Study casts doubt on effectiveness of hospitalist care
■ Compared with those treated by their primary care physicians, hospitalist patients are more likely to visit an ED and be readmitted.
The proportion of inpatient care provided by hospitalists has more than quadrupled since 1995, and many studies have found that patients cared for by hospitalists go home sooner than those who receive hospital care from their primary care physicians.
Shorter lengths of stay save hospitals money and could be a sign of higher-quality care, but a new study of nearly 60,000 Medicare patients over five years sheds light on how hospitalist-treated patients fare after they are discharged.
The patients cared for by hospitalists were discharged more than half a day earlier than patients treated by their primary care physicians, and their hospital charges were $282 lower on average. But the hospitalists' patients were 18% more likely to visit the emergency department within 30 days of leaving the hospital and 8% likelier to be rehospitalized within a month.
For the 30 days following discharge, the hospitalists' patients averaged $332 more in Medicare charges than patients treated by primary care physicians, meaning that hospitalist-provided care was costlier over a month despite the earlier discharges. The results were published in the Aug. 2 Annals of Internal Medicine (link).
"There could be discontinuity of care with hospitalists," said Yong-Fang Kuo, PhD, the study's lead author. "There may be post-discharge problems with communication that are causing hospitalists' patients to visit the emergency room and to be readmitted more often."

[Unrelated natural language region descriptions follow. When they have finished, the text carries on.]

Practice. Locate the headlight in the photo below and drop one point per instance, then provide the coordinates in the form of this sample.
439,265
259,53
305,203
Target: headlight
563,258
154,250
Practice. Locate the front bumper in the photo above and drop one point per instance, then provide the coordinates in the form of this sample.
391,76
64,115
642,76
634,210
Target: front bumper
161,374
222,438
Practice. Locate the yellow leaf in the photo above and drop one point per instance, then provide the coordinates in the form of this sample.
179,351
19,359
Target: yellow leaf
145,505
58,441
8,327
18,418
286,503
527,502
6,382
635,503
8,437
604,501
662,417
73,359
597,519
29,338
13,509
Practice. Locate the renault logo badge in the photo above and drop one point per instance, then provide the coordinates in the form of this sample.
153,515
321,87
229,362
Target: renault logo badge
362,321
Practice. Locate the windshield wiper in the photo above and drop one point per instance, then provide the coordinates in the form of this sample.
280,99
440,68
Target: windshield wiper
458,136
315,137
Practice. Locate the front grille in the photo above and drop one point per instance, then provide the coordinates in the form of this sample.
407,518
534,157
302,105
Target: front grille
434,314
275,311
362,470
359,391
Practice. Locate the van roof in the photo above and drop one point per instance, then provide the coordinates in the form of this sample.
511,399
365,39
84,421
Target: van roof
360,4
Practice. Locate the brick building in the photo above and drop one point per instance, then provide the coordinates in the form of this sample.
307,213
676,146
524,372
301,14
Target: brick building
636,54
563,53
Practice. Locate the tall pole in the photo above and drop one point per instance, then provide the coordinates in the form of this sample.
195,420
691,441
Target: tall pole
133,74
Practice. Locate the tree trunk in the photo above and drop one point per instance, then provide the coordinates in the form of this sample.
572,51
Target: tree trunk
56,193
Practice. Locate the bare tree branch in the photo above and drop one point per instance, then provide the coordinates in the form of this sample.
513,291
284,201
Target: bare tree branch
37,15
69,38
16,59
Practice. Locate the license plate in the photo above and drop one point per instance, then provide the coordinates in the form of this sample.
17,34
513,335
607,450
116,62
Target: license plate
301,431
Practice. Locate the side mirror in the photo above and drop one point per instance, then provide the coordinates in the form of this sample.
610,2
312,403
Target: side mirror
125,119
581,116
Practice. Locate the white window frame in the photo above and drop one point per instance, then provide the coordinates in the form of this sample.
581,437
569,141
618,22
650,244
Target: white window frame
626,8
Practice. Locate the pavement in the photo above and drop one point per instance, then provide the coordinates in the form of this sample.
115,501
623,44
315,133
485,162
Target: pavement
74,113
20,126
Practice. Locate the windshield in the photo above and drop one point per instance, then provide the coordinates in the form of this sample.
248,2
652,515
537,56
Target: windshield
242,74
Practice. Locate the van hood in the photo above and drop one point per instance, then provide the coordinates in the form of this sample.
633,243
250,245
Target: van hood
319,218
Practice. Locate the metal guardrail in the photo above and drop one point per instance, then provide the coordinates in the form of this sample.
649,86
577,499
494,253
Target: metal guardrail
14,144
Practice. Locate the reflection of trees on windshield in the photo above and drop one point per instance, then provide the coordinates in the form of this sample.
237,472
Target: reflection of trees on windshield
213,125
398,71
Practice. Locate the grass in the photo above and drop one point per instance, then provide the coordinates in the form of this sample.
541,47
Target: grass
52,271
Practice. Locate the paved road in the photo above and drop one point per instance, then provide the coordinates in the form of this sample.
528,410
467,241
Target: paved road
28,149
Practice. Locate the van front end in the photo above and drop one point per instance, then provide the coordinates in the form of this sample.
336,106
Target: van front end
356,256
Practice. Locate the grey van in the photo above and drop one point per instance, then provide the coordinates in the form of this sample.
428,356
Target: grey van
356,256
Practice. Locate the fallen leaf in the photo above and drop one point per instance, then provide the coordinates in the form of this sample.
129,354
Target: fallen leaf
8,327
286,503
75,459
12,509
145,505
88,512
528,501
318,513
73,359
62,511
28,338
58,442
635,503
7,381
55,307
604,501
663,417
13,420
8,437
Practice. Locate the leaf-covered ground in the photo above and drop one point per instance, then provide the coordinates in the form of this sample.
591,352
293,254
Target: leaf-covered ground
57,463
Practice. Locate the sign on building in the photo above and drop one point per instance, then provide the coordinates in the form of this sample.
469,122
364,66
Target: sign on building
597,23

Thirty-seven percent of the patients in the study were treated by hospitalists, and today nearly half of inpatients are cared for by hospitalists, said Kuo, associate professor in the Dept. of Internal Medicine's Division of Geriatrics at the University of Texas Medical Branch in Galveston. Hospitalists specialize in treating inpatients and save primary care physicians the time it takes to care for their patients when they are hospitalized.
Cost only half of picture
Researchers did a good job of analyzing Medicare claims data, but the study does not examine patients' health outcomes, said Joseph Ming Wah Li, MD, president of the Society of Hospital Medicine, the organized medicine group that represents hospitalists.
"Cost information is hard to interpret without quality information," said Dr. Li, director of the hospitalist program at Beth Israel Deaconess Medical Center in Boston. "If the patient outcomes were the same, you could make a very robust argument that the hospitalists were providing higher-quality care by appropriately discharging patients sooner. We just don't know, based on this study."
Kuo argued that the readmission rate could be used as a proxy for care quality, noting that a new Medicare payment policy to penalize "excess readmissions" will take effect in October 2012 under the Patient Protection and Affordable Care Act.
Dr. Li disagreed. "We know the readmission rate will never be zero, but we want a system where patients who are sick enough to come back to the hospital are able to come back," he said. "And the ones who shouldn't return, or who can avoid rehospitalization through appropriate transitioning, those are unnecessary readmissions. The correct proxy for quality would be the unnecessary readmission rate, and that's not what we have in this study."
Kuo said she and her colleagues plan to study how hospitals' performance on quality indicators is correlated to how much of their inpatient care is provided by hospitalists.
"We are also going to study individual hospitalists," she said. "Some hospitalists have more experience than others; maybe their outcomes are better. We will be doing more detailed analysis."